The bill would spend $5 billion to provide electric, low-emission school buses to communities to replace traditional diesel-powered yellow school buses.

It will spend $39 billion to modernize the nation’s public transport systems, including replacing heavily polluting diesel buses with zero or low polluting electric buses.

While neither lawmakers nor the White House have clarified how this money will be divided or spent, it would set aside $50 billion to make communities more resilient to both cyberattacks and the effects of climate change. Last year, the United States suffered 22 extreme weather and climate-related disasters, with losses exceeding $1 billion each.

The legislation includes $73 billion towards upgrading and modernizing the country’s electricity grid to build thousands of miles of new transmission lines to carry more energy produced by wind, solar and other zero-emission sources. It would create a new office within the Department of Energy to assist with the licensing and financing of transmission lines.
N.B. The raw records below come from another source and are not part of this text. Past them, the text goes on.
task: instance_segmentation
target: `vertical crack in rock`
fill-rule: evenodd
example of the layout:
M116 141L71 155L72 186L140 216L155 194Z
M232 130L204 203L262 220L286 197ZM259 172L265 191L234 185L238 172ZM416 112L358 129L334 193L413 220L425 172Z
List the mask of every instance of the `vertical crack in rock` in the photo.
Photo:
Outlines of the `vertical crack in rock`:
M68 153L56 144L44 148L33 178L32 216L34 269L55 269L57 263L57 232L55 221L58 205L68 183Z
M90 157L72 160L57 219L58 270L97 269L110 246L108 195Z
It will allocate $55 billion to replace all of the nation’s lead pipes and service lines to ensure all Americans have access to safe drinking water.

The bill also pumps $21 billion into funding to clean up toxic pollution, particularly in communities of color, and to shut down abandoned mines and orphan gas wells that emit methane and other pollution.

There’s Mr. Biden US pledges to reduce emissions When world leaders meet for a crucial climate change summit in Glasgow in November, they will face pressure to show progress towards that goal. Analysts said the bipartisan package alone did not come close to moving the country to Mr. Biden’s goal, but described it as an important step.

“I don’t think President Biden is going to Glasgow just with that,” said Joshua Freed, senior vice president for climate and energy at the research and advocacy group Third Way. Mr. Freed said he was confident the Democrats’ second package of climate change provisions would be complete, or nearly complete, by the summit.

“Moving the United States is like moving a giant cruise ship,” he said, “and this is an absolutely critical set of steps to build momentum.”